We also focus on the secretive surveillance tech industry, including campaigning to stop the export of tech which risks being used to target human rights activists.
In 2019, we supported a legal action against Israeli spyware firm NSO Group, whose intrusive products have been used in attacks on activists in Mexico, Saudi Arabia and UAE, including an attack against one of our own staff members.
In October 2019, we uncovered targeted digital attacks against two prominent Moroccan human rights defenders using NSO Group’s Pegasus spyware. We are also carrying out further investigations of abuses linked to the company.
Secure Squad is trained network of volunteers who have signed up to provide peer support on tech and security to HRDs within their own communities.
Those at the forefront of combating climate change are heavily targeted by infiltration and surveillance. We have initiated a project to provide more digital security support to environmental defenders, who remain underserved in terms of technical and security support.
Companies such as Facebook and Google have created an endless quest to drive profits through data capture, constructing a global surveillance infrastructure that goes beyond anything we have seen in history. It is clear these trends are already impacting the very core of our societies.
In the US, Cambridge Analytica misused intimate personal Facebook data to micro-target and influence swing voters in the last presidential election.
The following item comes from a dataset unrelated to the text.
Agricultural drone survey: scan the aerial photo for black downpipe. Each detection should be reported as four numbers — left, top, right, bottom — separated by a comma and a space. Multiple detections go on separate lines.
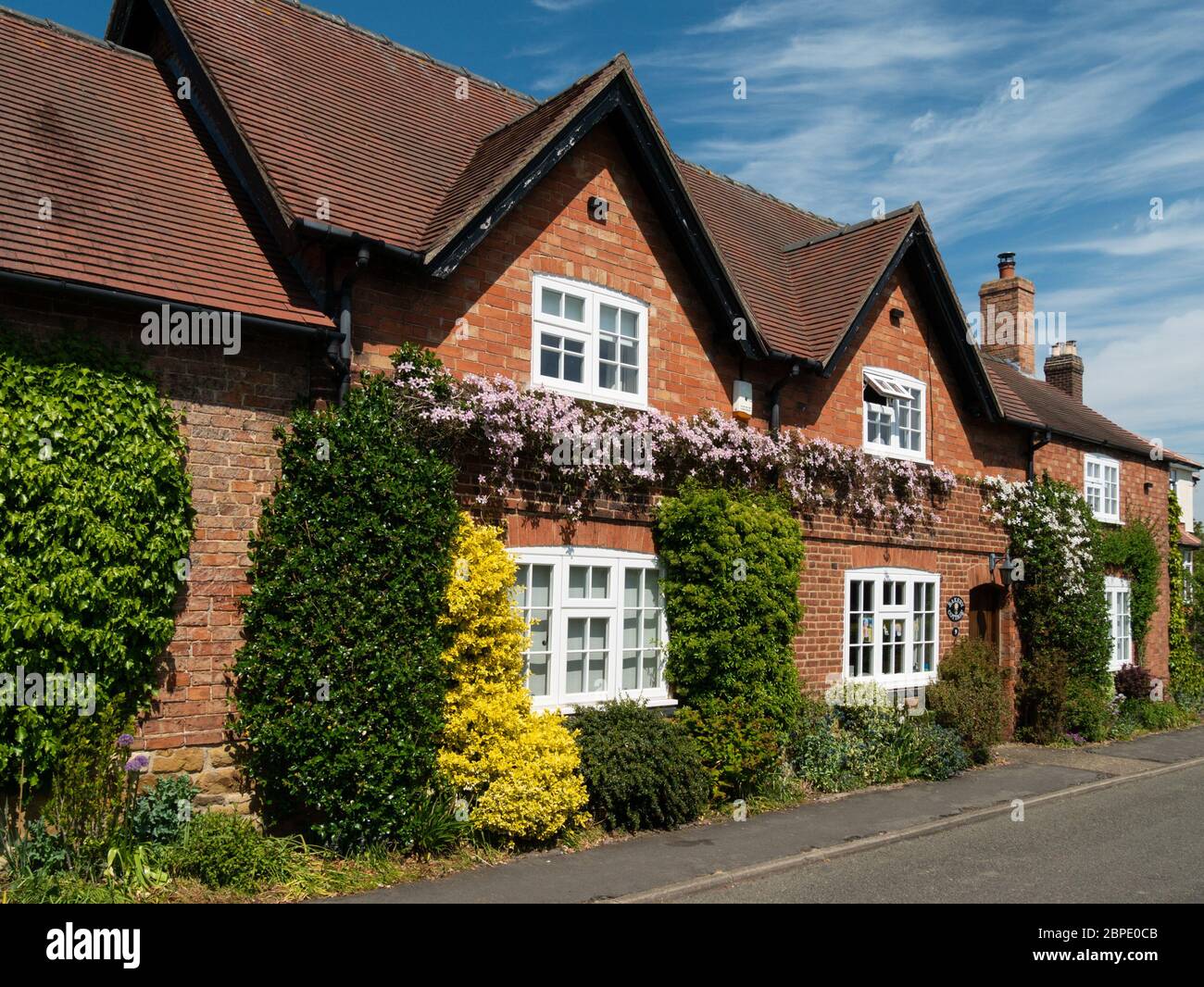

Since taking power, Donald Trump has tried to harness the power of big data to bolster his own aggressive policies targeting Muslims.
In the US and Europe, the algorithms powered by Facebook and YouTube have deepened polarization and fanned hate – contributing to the rise of the far-right. In China, a sophisticated web of “dataveillance” technologies have tightened the government’s grip on social control and aided the persecution of minority groups like the Uighurs.
In 2018, Amnesty and Access Now launched the Toronto Declaration, a landmark statement on the human rights impact of machine learning systems on the right to equality and non-discrimination. It was widely endorsed by civil society, but the reception from tech companies has been decidedly cold.
In November 2019, Amnesty launched a ground-breaking report on how the surveillance-based business model of companies like Facebook and Google undermines fundamental rights, including the right to privacy and free expression. Amnesty is also looking at the human rights impact of emerging technologies such as facial recognition.
In addition, we also seek to understand and expose the impacts of dis/misinformation and online abuse, such as our Toxic Twitter campaign which used cutting edge AI/ML tools to measure the extent of violence and abuse against women on Twitter.
As part of these efforts, we identify opportunities for strategic litigation to secure accountability for human rights abuses arising from the dominance of the big tech firms and their misuse of big data and artificial intelligence.
As many countries introduce sweeping new laws to increase censorship of the internet, Amnesty Tech is at the forefront of the fightback.
For instance, when Google planned to launch a censored search app in China – codenamed Project Dragonfly – we warned it could irreparably damage internet users’ trust in the tech company while setting a dangerous precedent for tech companies enabling rights abuses by governments.
We launched a global petition calling on Google CEO Sundar Pichai to drop the app, which would blacklist search terms like “human rights” and “Tiananmen Crackdown”.
In November 2018, Google staff published an open letter in support of Amnesty International’s campaign for Google to #Drop Dragonfly.
In July 2019, Google said it had “terminated” plans to launch Project Dragonfly. We are continuing to monitor developments and have urged Google to commit to never aiding China’s large-scale censorship and surveillance.